Montée en charge du service civique: objectif 100 000 volontaires

Le service civique, accessible aux citoyens européens et non-européens de 16 à 25 ans sur le territoire français, est un engagement volontaire au service de l’intérêt général. Indemnisé 573 euros par mois, il peut être effectué auprès d’associations, de collectivités territoriales et d’établissements publics sur une période de 6 à 12 mois. Il peut être mené dans 9 grands domaines: culture et loisirs, développement international et action humanitaire, éducation pour tous, environnement, intervention d’urgence en cas de crise, mémoire et citoyenneté, santé, solidarité, sport.

Touchant aujourd’hui 35 000 volontaires par an, l’objectif est de le faire monter en puissance pour accueillir 100 000 jeunes d’ici à 2017. Guidé par ce but, François Chérèque, Président de l’Agence du service civique a rendu le 11 juillet 2014 un rapport de proposition à Najat Vallaud-Balkacem, ministre du Droit des femmes, de la Ville, de la Jeunesse et des Sports.

Quatre ans et demi après son lancement, le Service Civique est victime de son succès. Ayant déjà accueilli 65 000 jeunes, il recense aujourd’hui plus de volontaires que de nombre de postes à pourvoir. Najat Vallaud-Belkacem s’est réjouie de ce succès, en expliquant que le service civique est « une politique pour la jeunesse, mais aussi pour la société tout entière ». « C’est une expérience de l’action pour l’intérêt général, pour l’autonomie » a-t-elle également souligné.

La majorité des engagés dans un service civique travaillent dans les domaines de la solidarité et de l’action sociale. Cela s’explique par le fait que 90% des structures d’accueil sont des associations. François Chérèque remarque que les collectivités territoriales sont sous-représentées, laissant ainsi un champ de développement très important.  Passer de 35 000 engagés par an à 100 000 nécessite de s’interroger sur deux grandes problématiques.

D’une part, de nouvelles solutions de financement doivent être trouvées. François Chérèque prend l’exemple des services civiques « courts » qui sont effectués par des jeunes en alternance, relevant donc aussi du ministère de l’Enseignement supérieur et de la Recherche, et de l’action « Mona Lisa » portant sur la lutte contre l’isolement des personnes âgées animés par des jeunes en service civique, pour montrer que les financements, aujourd’hui exclusivement en provenance du ministère de Najat Vallaud-Belkacem, pourrait provenir également d’autres ministères.

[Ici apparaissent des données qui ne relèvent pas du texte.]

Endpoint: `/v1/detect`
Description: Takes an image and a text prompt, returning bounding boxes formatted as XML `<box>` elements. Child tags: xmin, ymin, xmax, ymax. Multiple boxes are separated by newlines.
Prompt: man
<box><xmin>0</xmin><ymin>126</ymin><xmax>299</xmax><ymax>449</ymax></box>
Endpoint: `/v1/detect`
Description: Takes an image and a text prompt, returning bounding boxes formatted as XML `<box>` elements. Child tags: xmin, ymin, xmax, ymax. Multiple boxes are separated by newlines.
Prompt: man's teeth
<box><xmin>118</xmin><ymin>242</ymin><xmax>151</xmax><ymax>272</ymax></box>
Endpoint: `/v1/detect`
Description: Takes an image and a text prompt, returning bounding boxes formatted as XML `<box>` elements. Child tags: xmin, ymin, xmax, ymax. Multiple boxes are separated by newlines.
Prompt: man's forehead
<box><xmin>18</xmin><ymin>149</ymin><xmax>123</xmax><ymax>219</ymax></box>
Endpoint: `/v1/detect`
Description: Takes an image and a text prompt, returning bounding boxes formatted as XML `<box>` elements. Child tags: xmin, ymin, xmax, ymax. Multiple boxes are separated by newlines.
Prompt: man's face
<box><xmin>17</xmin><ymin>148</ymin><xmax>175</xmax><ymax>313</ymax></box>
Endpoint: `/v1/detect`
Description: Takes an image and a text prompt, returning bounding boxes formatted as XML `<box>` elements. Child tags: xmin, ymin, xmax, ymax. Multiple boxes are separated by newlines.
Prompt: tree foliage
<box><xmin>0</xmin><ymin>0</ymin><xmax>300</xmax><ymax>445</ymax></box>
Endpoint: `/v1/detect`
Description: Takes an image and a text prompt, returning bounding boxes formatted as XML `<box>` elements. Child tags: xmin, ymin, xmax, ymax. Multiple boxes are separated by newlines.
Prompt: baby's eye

L’une des autres propositions sur la question du financement est la création d’une taxe affectée à cet effet. La ministre négocie en ce moment le triplement des fonds européens pour le service civique. Enfin, une dernière source de financement pourrait venir du privé avec le mécénat d’entreprise ou la générosité publique.

D’autre part, la montée en charge du service civique doit s’accompagner d’une réflexion sur le statut des volontaires. François Chérèque préconise d’assouplir le schéma actuellement trop rigide d’un contrat de 6 à 12 mois avec 24 à 30H par semaine. L’Agence du Service Civique a imaginé une annualisation de la mission et la création de services civiques plus courts. De nouveaux droits pourraient être mis en place comme le droit à une carte étudiante (permettant d’obtenir des réductions dans les transports, les loisirs et la culture), la facilitation de l’obtention de la nationalité française pour les volontaires internationaux et des aides pour passer le permis de conduire.

Agir pour développer le service civique, c’est favoriser l’engagement citoyen sous une autre forme que les voies classiques. Najat Vallaud-Belkacem salue la formidable réponse qu’apporte le service civique aux parcours parfois chaotiques ou atypiques. « Le service civique est d’abord un lieu où les jeunes se rencontrent, s’ouvrent à eux-mêmes et aux autres, se découvrent mais surtout donnent d’eux-mêmes. Cela me tient à cœur et mérite d’être valorisé » a confié la ministre.